Wieso wunderst du dich so Helmut? Das Programm hat doch gut gerechnet für die EON.

Mein Konto ist schon längst kein Selbstbedienungsladen mehr seitdem die Terror-Kom einen vierstelligen Betrag für sich "erwirtschaften" wollte. Ich bestimme lieber selbst wann und wieviel von meinen Talern wegwandert.

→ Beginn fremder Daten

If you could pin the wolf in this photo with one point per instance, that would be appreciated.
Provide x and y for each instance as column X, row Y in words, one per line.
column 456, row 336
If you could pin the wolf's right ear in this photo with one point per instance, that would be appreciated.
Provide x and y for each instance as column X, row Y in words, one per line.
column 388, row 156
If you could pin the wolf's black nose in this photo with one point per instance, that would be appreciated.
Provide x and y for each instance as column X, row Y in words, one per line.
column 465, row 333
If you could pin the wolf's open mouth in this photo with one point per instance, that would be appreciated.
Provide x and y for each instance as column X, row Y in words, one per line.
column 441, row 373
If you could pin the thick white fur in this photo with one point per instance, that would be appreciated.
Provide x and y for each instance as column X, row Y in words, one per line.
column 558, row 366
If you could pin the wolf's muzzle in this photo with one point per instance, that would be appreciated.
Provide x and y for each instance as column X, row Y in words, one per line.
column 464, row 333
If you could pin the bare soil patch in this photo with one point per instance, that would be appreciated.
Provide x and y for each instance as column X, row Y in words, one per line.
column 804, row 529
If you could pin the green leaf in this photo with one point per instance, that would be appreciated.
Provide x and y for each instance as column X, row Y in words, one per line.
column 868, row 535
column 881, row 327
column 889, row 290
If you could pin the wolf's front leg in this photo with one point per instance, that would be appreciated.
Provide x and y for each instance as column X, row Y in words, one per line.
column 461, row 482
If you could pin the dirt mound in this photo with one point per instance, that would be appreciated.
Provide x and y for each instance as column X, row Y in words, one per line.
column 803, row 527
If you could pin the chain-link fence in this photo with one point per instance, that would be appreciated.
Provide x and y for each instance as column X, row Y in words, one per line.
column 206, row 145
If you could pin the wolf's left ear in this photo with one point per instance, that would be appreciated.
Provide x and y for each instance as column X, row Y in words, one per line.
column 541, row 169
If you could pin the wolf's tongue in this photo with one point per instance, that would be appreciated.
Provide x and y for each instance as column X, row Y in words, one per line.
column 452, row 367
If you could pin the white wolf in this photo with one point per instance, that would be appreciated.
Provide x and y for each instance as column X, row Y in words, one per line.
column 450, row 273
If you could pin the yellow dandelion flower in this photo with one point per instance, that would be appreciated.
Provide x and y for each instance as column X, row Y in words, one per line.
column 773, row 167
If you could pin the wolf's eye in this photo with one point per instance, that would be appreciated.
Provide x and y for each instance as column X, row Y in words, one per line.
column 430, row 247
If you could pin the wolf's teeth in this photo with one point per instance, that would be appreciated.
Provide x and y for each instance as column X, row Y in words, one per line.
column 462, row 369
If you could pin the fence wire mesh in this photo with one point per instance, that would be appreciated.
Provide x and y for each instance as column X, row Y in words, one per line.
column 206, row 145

Solche "Fehleinschätzungen" können heutzutage jederzeit auftauchen, ich behalte da lieber selbst die Kontrolle drüber, auch wenn es etwas mehr Arbeit macht.

Gruß Soli


----------



## rostiger Nagel (7 Februar 2011)

Ralle schrieb:


> Ne Dia, das glaube ich nicht, wenn der Helmut in die Badewanne steigt benötigt er ja kaum noch Wasser (Verdrängung!), also spart er an der Stelle gewaltig. Alles hängt nun davon ab, wie oft er die Badewanne nutzt. Dafür könnte man eine schöne Gleichung entwickeln, die berechnet, an wann er Gewichtsabhängig in die Verlustzone trudelt.


 
Deshalb habe ich auch eine Dusche, aber der Dia hat auch ganz schön
zugelegt, er hat die Tage im Chat berichtet, das er mit seinen neuen Job
*15Kg* mehr auf die Waage bringt (das schreibe ich gerne mal Fett ) 
Das etwa in einen Jahr, solche zuwachsraten habe ich nicht.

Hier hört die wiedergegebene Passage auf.